Utilities for use INSIDE hax (and perhaps random weird use outside hax) If you have a nice function that doesn’t fit anywhere, misc.py is where you want to go

hax.utils.combine_pax_configs(config, overrides)[source]

Combines configuration dictionaries config and overrides. overrides has higher priotity. each config must be a dictionary containing only string->dict pairs (like the pax/ConfigParser configs)

hax.utils.find_file_in_folders(filename, folders)[source]

Searches for filename in folders, then return full path or raise FileNotFoundError Does not recurse into subdirectories

hax.utils.flatten_dict(d, separator=':', _parent_key='')[source]

Flatten nested dictionaries into a single dictionary, indicating levels by separator Don’t set _parent_key argument, this is used for recursive calls.

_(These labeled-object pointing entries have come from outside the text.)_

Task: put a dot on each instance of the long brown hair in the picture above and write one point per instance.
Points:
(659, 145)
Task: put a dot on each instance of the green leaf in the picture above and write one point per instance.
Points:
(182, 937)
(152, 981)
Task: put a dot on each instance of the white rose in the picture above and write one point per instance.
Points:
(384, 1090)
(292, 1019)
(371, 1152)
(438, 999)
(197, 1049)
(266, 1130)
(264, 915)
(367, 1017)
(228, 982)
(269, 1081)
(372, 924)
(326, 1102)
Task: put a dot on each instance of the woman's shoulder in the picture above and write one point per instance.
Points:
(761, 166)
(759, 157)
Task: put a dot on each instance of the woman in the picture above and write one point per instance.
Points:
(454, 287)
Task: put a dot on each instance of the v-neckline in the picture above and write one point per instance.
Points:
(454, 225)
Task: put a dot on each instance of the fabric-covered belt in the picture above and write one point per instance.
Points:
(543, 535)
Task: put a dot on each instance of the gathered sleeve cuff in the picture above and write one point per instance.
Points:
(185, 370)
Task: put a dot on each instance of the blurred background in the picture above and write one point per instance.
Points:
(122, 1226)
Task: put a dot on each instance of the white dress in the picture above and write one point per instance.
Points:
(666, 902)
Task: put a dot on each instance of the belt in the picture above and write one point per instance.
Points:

Stolen from http://stackoverflow.com/questions/6027558

hax.utils.get_user_id()[source]
Returns:string identifying the currently active system user as name@node
Note:user can be set with the ‘USER’ environment variable, usually set on windows
Note:on unix based systems you can use the password database to get the login name of the effective process user
hax.utils.get_xenon100_dataset_number(dsetname)[source]

Converts a XENON100 dataset name to a number

hax.utils.human_to_utc_datetime(x)[source]

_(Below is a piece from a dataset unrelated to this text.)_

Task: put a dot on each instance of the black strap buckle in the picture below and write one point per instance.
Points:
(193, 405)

Return a python UTC-localized datetime object corresponding to the human-readable date/time x :param x: string with a human-readable date/time indication (e.g. “now”). If you specify something absolute, it will

be taken as UTC.
hax.utils.load_pickles(filename, load_first=None)[source]

Returns list of pickles stored in filename. :param load_first: number of pickles to read. Otherwise reads until file is exhausted

hax.utils.save_pickles(filename, *args)[source]

Compresses and pickles *args to filename. The pickles are stacked: load them with load_pickles

hax.utils.utc_timestamp(d)[source]

Convert a UTC datetime object d to (float) seconds in the UTC since the UTC unix epoch. If you pass a timezone-naive datetime object, it will be treated as UTC.

Module contents

hax.init(filename=None, **kwargs)[source]

Loads hax configuration from hax.ini file filename. You should always call this before starting up hax. You can call it again to reload the hax config. Any keyword arguments passed will override settings from the configuration.